First, understand dimensions
As noted by Google, every report in Google Analytics is made up of dimensions and metrics. Dimensions are the attributes of your data, while metrics are quantitative measurements of particular aspects of your website.
Taken together, dimensions and metrics can help you build tables for data visualization. For example, you could look at the “Sessions” metric and compare it against the “City” dimension to see how many sessions you received from different cities in a pre-defined time frame.
In the contexts of this article, the KPIs you’ll want to focus on to measure your blog’s success will count as metrics when viewed in Google Analytics 4 and any related properties.Common KPI examples include “Active Users,” “Avg. Engagement Time,” “Engaged Sessions,” “Engagement Rate,” or any number of other measurable present in the metrics section of Google Analytics.
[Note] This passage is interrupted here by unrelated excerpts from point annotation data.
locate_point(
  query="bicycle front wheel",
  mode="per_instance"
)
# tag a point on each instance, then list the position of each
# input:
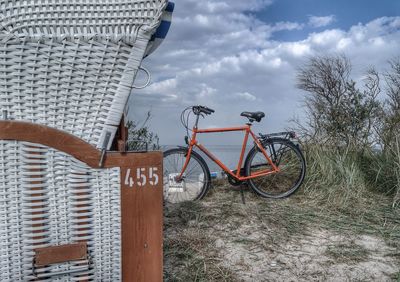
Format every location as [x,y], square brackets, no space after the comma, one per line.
[290,161]
[195,180]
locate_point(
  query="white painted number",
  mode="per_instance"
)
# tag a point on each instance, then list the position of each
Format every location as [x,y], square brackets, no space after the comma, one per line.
[141,177]
[153,175]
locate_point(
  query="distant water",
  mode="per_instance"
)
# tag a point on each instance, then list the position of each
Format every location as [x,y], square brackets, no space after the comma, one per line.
[228,154]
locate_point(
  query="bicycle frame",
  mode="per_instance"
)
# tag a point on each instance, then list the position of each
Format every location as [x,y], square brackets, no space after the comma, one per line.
[238,175]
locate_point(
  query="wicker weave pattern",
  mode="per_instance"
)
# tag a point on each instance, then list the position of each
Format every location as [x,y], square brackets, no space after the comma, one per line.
[49,198]
[72,65]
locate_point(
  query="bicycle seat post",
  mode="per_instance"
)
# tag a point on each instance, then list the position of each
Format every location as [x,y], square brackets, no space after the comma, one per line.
[197,121]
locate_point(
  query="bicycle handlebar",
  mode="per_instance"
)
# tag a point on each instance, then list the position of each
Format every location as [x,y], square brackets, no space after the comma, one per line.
[202,109]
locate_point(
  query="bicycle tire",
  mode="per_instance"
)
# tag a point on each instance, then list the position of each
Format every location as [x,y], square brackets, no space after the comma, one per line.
[274,185]
[196,180]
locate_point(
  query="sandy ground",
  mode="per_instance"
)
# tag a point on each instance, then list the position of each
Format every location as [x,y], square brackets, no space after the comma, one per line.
[307,259]
[222,239]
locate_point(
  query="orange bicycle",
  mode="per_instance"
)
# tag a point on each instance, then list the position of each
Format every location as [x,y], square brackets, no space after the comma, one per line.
[273,168]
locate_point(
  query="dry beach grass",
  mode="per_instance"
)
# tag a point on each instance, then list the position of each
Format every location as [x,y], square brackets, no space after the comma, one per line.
[301,238]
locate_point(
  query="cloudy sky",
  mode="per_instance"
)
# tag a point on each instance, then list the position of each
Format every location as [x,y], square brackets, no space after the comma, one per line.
[237,55]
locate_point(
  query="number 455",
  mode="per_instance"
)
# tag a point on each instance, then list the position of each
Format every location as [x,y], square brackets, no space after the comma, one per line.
[143,176]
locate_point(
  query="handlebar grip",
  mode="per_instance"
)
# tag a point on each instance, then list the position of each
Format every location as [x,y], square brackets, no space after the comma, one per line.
[203,109]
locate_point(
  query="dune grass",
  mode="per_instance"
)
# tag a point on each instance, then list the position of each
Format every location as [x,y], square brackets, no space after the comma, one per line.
[345,193]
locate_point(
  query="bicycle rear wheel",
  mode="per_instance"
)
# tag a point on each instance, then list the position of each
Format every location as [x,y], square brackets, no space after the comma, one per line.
[287,157]
[195,181]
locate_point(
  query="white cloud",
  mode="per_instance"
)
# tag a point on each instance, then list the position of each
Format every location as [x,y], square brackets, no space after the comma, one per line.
[245,96]
[315,21]
[221,56]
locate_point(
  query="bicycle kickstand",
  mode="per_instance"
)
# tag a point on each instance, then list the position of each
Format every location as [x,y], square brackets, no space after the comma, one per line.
[242,194]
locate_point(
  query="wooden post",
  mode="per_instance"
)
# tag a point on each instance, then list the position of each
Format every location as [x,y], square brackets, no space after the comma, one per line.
[141,194]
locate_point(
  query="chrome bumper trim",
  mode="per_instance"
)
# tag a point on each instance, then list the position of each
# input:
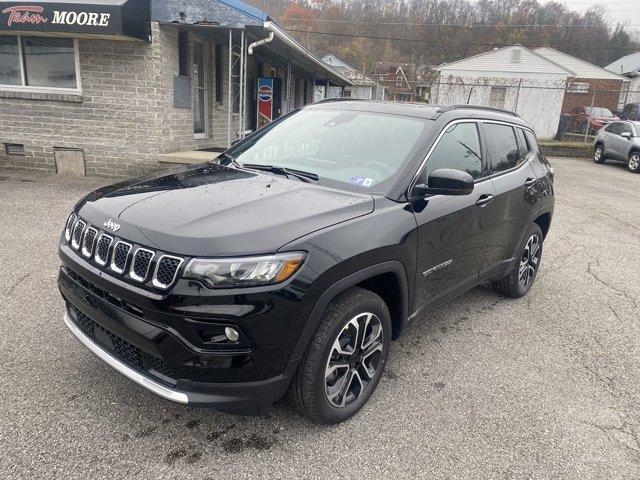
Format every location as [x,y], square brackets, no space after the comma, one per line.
[131,374]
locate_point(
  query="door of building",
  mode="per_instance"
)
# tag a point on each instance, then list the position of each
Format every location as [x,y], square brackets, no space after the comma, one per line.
[199,92]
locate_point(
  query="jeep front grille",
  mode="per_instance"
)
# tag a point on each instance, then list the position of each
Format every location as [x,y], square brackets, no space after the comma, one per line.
[102,250]
[166,271]
[78,230]
[134,263]
[89,242]
[141,263]
[68,230]
[120,257]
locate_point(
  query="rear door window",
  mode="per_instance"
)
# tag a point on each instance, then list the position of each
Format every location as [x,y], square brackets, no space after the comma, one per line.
[625,127]
[502,144]
[615,128]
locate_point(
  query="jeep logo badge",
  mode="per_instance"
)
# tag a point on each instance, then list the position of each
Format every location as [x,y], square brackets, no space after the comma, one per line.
[112,225]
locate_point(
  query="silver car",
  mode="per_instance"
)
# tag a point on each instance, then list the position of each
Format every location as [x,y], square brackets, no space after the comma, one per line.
[619,141]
Without context, however, these metrics are just data. They only gain meaning when understood from the perspective of the dimensions they relate to. For example, if you want to understand whether a change to your website resulted in a higher or lower engagement rate among your users, you would look at the “Engagement Rate” metric from the perspective of dimensions such as “Page path + query string” (to look at performance across pages), “Default channel grouping” or “Source / medium” (to look at performance across acquisition sources), or “First user campaign” (to look at performance based on ad campaigns).
Importantly, you can use these dimensions to filter your Google Analytics 4 reports and gain a better understanding of your website data by creating Comparisons in the GA4 dashboard.